Pages 496-497, transcribed by Carolyn Ward from History of Allen and Woodson Counties, Kansas: embellished with portraits of well known people of these counties, with biographies of our representative citizens, cuts of public buildings and a map of each county / Edited and Compiled by L. Wallace Duncan and Chas. F. Scott. Iola Registers, Printers and Binders, Iola, Kan.: 1901; 894 p., [36] leaves of plates: ill., ports.; includes index.




CORNELIUS W. McNIEL, manager of the extensive interests of the Northrup Lumber Company, of Iola, has resided in Allen county for twenty-one years. He came to it in 1879 and purchased a farm near that of Daniel Horville, northwest of Iola, which he cultivated until 1883 when he sold it and moved into town. He took the foremanship of the, then, small lumber yard of L. L. Northrup and has remained with the business through all the years which have intervened and has watched its growth from the chief lumber yard of a small town to the leading one of the metropolis of the gas belt.

Mr. McNiel was born in Butler county, Ohio, November 10th, 1834. Lazarus McNiel, his father, was one of the pioneers to that county where he opened out a farm in the heavy timber and cultivated it with success during his active life. He went into Ohio from near Harrisburg, Pennsylvania. He was born in this latter state, was a soldier in the war of 1812 and died just three days before his wife. He was one of the Jeffersonian and Jacksonian Democrats and when our subject changed the course of


family politics by casting his ballot for Fremont in 1856 it was almost at the expense of his father's friendship.

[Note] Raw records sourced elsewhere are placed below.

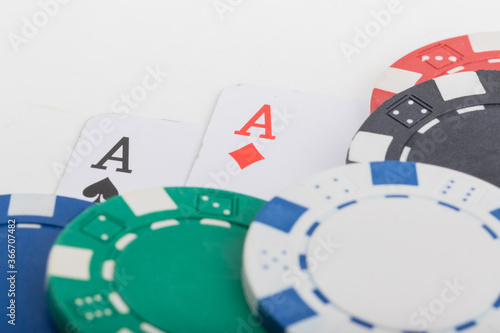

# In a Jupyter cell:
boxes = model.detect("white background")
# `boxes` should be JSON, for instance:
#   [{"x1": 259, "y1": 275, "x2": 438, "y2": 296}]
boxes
[{"x1": 0, "y1": 0, "x2": 500, "y2": 193}]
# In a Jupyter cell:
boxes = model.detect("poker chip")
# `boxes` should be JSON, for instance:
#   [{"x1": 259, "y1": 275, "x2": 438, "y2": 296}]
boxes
[
  {"x1": 47, "y1": 188, "x2": 265, "y2": 333},
  {"x1": 0, "y1": 194, "x2": 94, "y2": 333},
  {"x1": 243, "y1": 161, "x2": 500, "y2": 333},
  {"x1": 347, "y1": 71, "x2": 500, "y2": 186},
  {"x1": 370, "y1": 32, "x2": 500, "y2": 112}
]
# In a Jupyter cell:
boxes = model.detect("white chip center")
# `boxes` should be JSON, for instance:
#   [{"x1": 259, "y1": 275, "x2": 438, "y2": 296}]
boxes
[{"x1": 307, "y1": 198, "x2": 500, "y2": 331}]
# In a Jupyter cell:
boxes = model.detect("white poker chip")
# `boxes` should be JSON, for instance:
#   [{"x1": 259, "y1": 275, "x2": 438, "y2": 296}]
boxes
[{"x1": 243, "y1": 161, "x2": 500, "y2": 333}]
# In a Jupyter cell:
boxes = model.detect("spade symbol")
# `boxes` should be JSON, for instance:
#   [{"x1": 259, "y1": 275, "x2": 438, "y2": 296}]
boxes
[{"x1": 83, "y1": 177, "x2": 118, "y2": 203}]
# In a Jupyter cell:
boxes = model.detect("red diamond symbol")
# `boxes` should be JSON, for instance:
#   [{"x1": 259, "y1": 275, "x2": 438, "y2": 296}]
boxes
[{"x1": 229, "y1": 143, "x2": 265, "y2": 170}]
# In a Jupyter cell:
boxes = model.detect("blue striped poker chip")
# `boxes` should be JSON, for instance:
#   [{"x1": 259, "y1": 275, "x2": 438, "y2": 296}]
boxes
[
  {"x1": 0, "y1": 194, "x2": 94, "y2": 333},
  {"x1": 243, "y1": 161, "x2": 500, "y2": 333}
]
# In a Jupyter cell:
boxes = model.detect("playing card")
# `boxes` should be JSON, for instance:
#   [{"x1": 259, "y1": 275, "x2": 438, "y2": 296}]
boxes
[
  {"x1": 57, "y1": 113, "x2": 205, "y2": 202},
  {"x1": 187, "y1": 85, "x2": 369, "y2": 200}
]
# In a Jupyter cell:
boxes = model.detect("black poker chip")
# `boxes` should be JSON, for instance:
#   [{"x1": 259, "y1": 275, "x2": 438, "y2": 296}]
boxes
[{"x1": 347, "y1": 70, "x2": 500, "y2": 186}]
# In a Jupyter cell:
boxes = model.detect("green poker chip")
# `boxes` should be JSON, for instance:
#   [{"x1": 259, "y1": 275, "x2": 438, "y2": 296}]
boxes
[{"x1": 47, "y1": 187, "x2": 265, "y2": 333}]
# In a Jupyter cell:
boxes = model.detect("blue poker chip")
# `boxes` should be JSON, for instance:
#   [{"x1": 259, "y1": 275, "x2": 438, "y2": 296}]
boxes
[
  {"x1": 243, "y1": 161, "x2": 500, "y2": 333},
  {"x1": 0, "y1": 194, "x2": 94, "y2": 333}
]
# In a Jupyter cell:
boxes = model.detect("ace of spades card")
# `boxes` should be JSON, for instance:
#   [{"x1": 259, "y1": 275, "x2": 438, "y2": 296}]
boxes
[
  {"x1": 57, "y1": 114, "x2": 205, "y2": 203},
  {"x1": 187, "y1": 85, "x2": 368, "y2": 200}
]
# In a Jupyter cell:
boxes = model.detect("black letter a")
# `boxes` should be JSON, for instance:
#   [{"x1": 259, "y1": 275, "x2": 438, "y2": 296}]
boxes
[{"x1": 90, "y1": 136, "x2": 132, "y2": 173}]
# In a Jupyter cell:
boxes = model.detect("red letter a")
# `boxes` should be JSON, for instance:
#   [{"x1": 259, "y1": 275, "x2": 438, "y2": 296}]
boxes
[{"x1": 234, "y1": 104, "x2": 276, "y2": 140}]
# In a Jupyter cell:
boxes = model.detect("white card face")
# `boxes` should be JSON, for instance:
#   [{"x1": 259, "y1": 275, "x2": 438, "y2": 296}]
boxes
[
  {"x1": 187, "y1": 85, "x2": 369, "y2": 200},
  {"x1": 57, "y1": 114, "x2": 205, "y2": 202}
]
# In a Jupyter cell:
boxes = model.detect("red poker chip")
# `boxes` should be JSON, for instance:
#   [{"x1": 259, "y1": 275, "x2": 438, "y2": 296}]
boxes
[{"x1": 370, "y1": 32, "x2": 500, "y2": 112}]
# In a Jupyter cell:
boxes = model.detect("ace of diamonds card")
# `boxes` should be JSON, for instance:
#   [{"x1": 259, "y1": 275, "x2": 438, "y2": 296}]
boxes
[{"x1": 187, "y1": 85, "x2": 368, "y2": 200}]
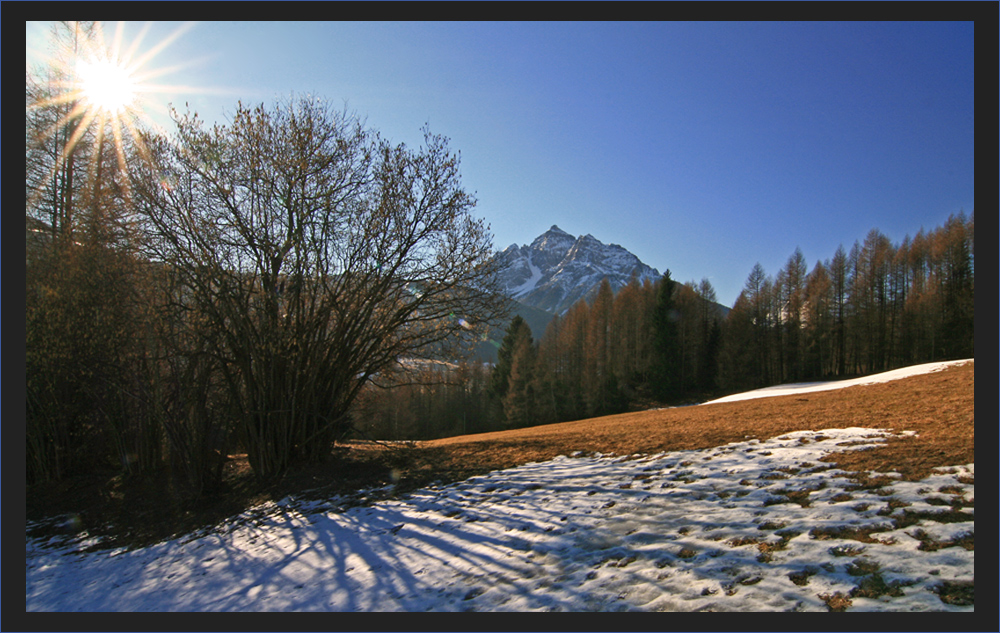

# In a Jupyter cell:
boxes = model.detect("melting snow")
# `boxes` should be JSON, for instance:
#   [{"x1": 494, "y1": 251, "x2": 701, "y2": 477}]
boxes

Jane Hall, our subject's mother, was a daughter of Cornelius Hall, who represented his district, as a Whig, in the Ohio Legislature in an early day. He was likewise from Pennsylvania and was a farmer. Of six children born to Lazarus McNiel only two survive: Martha, wife of Thomas Mitchell, of Albany, Oregon, and Cornelius W. McNiel. Nancy, the oldest, married Dr. Alanson Smith and is deceased; Sarah J. died single; Maria H. married B. F. Fessenden and was killed, together with her husband, by a railroad train near Cincinnati; Rebecca C., died in Anderson, Indiana, in 1900, was the wife of L. H. Vinedge.

Mr. McNiel spent his youth and early married life in the country. He attended the country school, Hanover College and Miami University, at Oxford, Ohio. He took up the study of medicine soon after coming of age, with Dr. Newton, of Cincinnati, but was thought to be consumptive and was advised by the doctor to abandon his professional notions and go home to die. From thence forward his life was an out-of-door one and it was not till the close of the Civil war that he ventured away from his native state. In 1865 he moved to Pettis county, Missouri, and spent two years in farming. He started the town of Lamont, by building the first house in it, and was engaged in the lumber and grain business there till 1879, when he came to Kansas.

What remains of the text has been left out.